Dwarf paradise fish

Scientific classification
- Kingdom: Animalia
- Phylum: Chordata
- Class: Actinopterygii
- Order: Carangiformes
- Suborder: Pleuronectoidei
- Family: Polynemidae
- Genus: Parapolynemus Feltes, 1993
- Species: P. verekeri
- Binomial name: Parapolynemus verekeri (Saville-Kent), 1899
- Synonyms: Polynemus verekeri Saville-Kent, 1899

= Dwarf paradise fish =

- Authority: (Saville-Kent), 1899
- Synonyms: Polynemus verekeri Saville-Kent, 1899
- Parent authority: Feltes, 1993

Species of fish

The dwarf paradise fish (Parapolynemus verekeri), also known as the streamer threadfin or streamered tasselfish, is a species of ray-finned fish from a family Polynemidae, the threadfins. It is the only species in the genus Parapolynemus and it is found in Australia and New Guinea.

==Description==
The dwarf paradise fish is the smallest species of threadfin which has an elongated body with a large oblique and turned down mouth.
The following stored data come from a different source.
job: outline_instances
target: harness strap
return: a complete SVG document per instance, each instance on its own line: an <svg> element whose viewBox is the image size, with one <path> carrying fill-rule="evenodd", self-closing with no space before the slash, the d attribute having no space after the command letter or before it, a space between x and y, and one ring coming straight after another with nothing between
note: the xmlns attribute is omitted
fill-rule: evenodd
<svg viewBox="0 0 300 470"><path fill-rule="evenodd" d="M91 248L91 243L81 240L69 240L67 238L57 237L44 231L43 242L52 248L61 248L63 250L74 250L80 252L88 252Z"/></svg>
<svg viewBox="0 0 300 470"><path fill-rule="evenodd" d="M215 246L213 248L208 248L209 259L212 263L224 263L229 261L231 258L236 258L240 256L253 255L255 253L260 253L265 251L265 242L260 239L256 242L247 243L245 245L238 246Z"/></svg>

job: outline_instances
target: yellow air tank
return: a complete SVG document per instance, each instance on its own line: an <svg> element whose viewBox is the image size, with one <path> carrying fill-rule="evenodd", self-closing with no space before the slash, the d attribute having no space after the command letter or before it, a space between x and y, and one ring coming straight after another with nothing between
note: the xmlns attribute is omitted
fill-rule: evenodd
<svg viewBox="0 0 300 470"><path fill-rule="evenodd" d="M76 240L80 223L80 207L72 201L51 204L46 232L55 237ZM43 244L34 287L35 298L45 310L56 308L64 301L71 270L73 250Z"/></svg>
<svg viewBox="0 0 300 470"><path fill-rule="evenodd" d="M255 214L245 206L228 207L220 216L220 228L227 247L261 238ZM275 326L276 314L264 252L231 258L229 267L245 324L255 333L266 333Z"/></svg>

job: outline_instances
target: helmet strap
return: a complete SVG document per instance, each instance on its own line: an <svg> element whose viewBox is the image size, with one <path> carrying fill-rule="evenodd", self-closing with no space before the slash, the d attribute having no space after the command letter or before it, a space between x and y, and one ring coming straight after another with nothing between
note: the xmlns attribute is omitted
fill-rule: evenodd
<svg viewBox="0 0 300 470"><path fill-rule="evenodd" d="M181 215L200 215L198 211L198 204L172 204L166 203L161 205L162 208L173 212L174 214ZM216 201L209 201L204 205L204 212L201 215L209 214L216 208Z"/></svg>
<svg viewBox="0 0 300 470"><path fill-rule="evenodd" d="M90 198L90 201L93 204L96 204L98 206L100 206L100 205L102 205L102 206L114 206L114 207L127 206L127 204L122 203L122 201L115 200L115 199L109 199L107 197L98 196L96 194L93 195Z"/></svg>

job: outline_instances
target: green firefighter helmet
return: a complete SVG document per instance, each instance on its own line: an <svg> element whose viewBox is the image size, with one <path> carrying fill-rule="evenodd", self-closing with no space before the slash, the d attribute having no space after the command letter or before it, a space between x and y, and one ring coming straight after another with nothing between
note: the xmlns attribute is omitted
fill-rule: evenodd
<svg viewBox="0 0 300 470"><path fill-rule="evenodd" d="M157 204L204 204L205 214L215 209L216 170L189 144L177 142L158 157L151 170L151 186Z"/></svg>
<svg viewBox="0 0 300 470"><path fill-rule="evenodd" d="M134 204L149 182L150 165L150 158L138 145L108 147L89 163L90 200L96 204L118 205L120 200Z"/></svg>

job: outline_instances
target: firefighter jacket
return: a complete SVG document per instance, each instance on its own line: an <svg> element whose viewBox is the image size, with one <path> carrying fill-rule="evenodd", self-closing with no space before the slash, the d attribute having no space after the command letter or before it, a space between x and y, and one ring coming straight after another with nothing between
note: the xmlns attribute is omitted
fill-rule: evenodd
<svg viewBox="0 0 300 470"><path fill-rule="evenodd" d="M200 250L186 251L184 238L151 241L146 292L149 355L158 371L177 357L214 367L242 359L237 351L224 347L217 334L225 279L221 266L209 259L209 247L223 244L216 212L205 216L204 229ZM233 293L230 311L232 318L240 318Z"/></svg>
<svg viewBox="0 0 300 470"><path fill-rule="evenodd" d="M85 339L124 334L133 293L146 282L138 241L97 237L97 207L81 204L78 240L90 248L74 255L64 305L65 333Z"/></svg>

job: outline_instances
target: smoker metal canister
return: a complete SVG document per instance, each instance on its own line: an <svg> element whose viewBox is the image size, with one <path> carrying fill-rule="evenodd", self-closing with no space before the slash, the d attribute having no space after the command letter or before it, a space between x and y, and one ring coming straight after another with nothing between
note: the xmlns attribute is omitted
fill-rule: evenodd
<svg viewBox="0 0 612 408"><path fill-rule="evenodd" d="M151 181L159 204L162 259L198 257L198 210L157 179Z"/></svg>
It has two separate dorsal fins, the first of which has 8 spines and the second which has a single spine and 11-14 soft rays while the anal fin has 3 spines and 10 -12 soft rays. The base of the anal fin is shorter than that of the second dorsal fin. The caudal fin has long lobes with the lower usually being the longest; normally it is longer than the distance from the snout to the start of the second dorsal fin. The pectoral fins have 12 to 14 simple rays and are located near the midline of the body and may extend beyond the rear end of the anal fin's base. It has 6 or 7 pectoral filaments; with the fifth filament, the farthest back, being the longest, sometimes reaching past the end of the caudal fin. The pelvic fins reach beyond the anus. There are 50 to 60 (mean 56) scales in the lateral line which ends between the centre of the fork of the caudal fin and its first lower ray. This species has its body and head coloured yellow, shading to black on the back, with bright orange fins. The pectoral filaments are deep vermilion in colour. The maximum standard length of 11 cm.

==Distribution==
The dwarf paradise fish is found in the eastern Indian Ocean and the south-western Pacific Ocean in Australia and New Guinea. In New Guinea it is found in the south of the island from Maro River in Western New Guinea to the Gulf of Papua in Papua New Guinea. The Australian distribution extends from Cambridge Gulf in Western Australia to Point Stuart in the Northern Territory.

==Habitat and biology==
Adult dwarf paradise fish occur in muddy estuaries and the lower part of rivers. There is evidence that the take part in mass spawning as hundreds of adults in near breeding condition were taken at the Medusa Banks by a trawl in January or February 1968.